Nested Visualizations
Introduction
Nested visualizations in Grafana allow you to combine multiple visualization types within a single panel or to create hierarchical relationships between data displays. This powerful technique enables you to present complex data stories, allowing users to drill down from high-level overviews to detailed specifics without switching between dashboards.
In this guide, we'll explore how to create effective nested visualizations in Grafana, understand when to use them, and learn best practices for maintaining clarity when working with hierarchical data displays.
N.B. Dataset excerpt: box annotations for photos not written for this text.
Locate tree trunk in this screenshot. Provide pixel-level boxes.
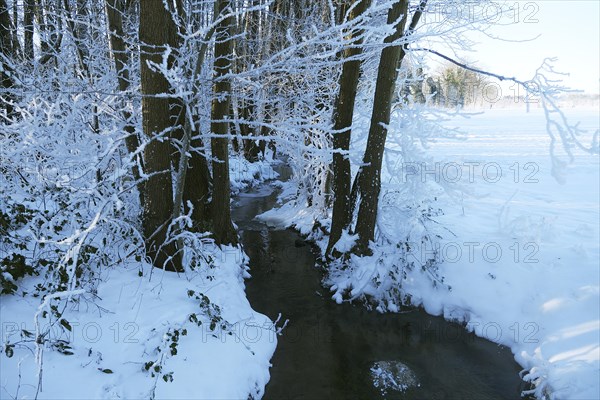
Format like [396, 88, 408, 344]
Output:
[327, 0, 371, 256]
[0, 0, 14, 117]
[354, 0, 408, 255]
[139, 0, 181, 271]
[210, 0, 238, 245]
[23, 0, 35, 61]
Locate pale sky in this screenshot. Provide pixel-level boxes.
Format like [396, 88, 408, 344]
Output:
[426, 0, 600, 93]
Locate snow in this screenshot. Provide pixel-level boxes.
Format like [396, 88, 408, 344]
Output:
[0, 159, 277, 399]
[262, 108, 600, 399]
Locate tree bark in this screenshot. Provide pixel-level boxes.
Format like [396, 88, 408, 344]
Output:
[23, 0, 35, 61]
[139, 0, 181, 271]
[210, 0, 238, 245]
[326, 0, 371, 256]
[354, 0, 408, 255]
[0, 0, 14, 117]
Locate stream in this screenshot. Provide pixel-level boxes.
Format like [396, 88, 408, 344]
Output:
[232, 164, 526, 400]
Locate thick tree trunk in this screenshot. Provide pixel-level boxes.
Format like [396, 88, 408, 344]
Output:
[355, 0, 408, 255]
[327, 0, 371, 256]
[139, 0, 181, 271]
[23, 0, 35, 61]
[0, 0, 14, 117]
[210, 0, 238, 245]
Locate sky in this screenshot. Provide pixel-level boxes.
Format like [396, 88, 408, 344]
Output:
[426, 0, 600, 94]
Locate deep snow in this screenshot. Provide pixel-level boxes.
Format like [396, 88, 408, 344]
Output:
[0, 158, 277, 399]
[261, 107, 600, 399]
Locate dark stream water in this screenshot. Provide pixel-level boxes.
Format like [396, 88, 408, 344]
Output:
[233, 164, 524, 400]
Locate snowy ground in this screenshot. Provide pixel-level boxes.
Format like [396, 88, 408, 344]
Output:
[263, 108, 600, 399]
[409, 110, 600, 399]
[0, 159, 277, 399]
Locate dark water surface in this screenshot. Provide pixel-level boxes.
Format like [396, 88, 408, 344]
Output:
[233, 166, 524, 400]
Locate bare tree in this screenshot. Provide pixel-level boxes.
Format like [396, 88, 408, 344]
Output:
[210, 0, 238, 245]
[355, 0, 424, 255]
[139, 0, 181, 271]
[327, 0, 371, 254]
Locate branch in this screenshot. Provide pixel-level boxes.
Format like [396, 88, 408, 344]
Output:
[410, 47, 530, 89]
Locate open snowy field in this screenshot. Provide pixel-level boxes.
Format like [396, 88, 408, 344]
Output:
[407, 109, 600, 399]
[263, 107, 600, 399]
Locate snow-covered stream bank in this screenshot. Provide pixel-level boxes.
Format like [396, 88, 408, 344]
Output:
[233, 163, 525, 399]
[0, 159, 277, 400]
[263, 109, 600, 400]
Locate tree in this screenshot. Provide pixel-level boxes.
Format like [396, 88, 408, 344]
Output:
[139, 0, 181, 271]
[355, 0, 426, 255]
[327, 0, 371, 254]
[210, 0, 238, 245]
[0, 0, 14, 116]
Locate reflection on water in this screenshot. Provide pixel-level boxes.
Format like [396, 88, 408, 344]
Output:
[233, 167, 524, 400]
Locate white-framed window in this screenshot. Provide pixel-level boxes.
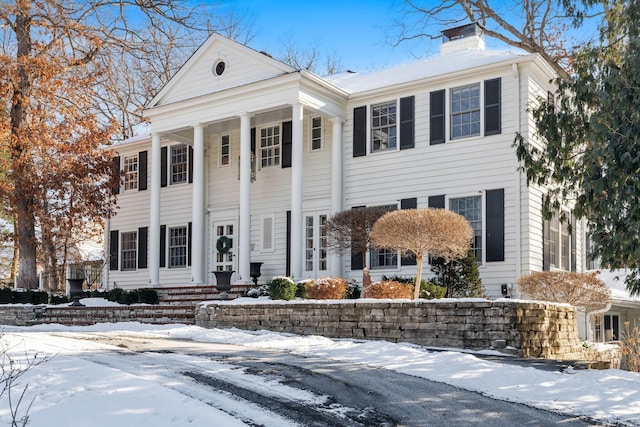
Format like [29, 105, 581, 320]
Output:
[169, 226, 188, 268]
[120, 231, 138, 271]
[220, 135, 231, 167]
[371, 100, 398, 153]
[311, 116, 322, 151]
[123, 154, 138, 191]
[449, 195, 483, 264]
[451, 83, 480, 139]
[260, 125, 280, 168]
[170, 144, 189, 184]
[261, 215, 275, 251]
[543, 211, 576, 271]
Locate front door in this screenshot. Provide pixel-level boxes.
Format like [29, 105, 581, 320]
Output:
[304, 213, 328, 278]
[213, 221, 237, 271]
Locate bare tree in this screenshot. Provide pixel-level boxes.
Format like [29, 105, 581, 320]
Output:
[326, 206, 389, 278]
[390, 0, 612, 77]
[0, 0, 255, 288]
[518, 271, 611, 309]
[371, 209, 473, 299]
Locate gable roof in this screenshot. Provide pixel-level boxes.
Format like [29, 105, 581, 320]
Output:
[324, 49, 532, 94]
[146, 33, 297, 109]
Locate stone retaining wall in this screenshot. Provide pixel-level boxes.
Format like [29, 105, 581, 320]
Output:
[0, 305, 194, 326]
[196, 300, 619, 366]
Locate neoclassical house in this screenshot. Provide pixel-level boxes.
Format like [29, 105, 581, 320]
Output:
[103, 25, 585, 297]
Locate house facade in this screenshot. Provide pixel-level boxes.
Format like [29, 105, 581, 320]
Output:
[103, 26, 586, 297]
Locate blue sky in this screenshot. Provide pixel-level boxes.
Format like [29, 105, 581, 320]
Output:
[225, 0, 440, 72]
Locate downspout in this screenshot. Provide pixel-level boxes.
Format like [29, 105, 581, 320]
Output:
[511, 64, 522, 297]
[584, 301, 611, 342]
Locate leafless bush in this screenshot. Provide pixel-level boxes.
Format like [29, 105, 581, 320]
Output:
[305, 277, 347, 299]
[518, 271, 611, 309]
[620, 320, 640, 372]
[0, 333, 48, 427]
[371, 209, 473, 298]
[366, 280, 414, 299]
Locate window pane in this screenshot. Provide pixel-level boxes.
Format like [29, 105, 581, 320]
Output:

What Are Nested Visualizations?
Nested visualizations refer to the practice of:
- Embedding one visualization inside another
- Creating linked visualizations with parent-child relationships
- Building drill-down capabilities within dashboards
This approach is particularly useful when dealing with hierarchical data or when you need to present both summary and detailed information in a cohesive way.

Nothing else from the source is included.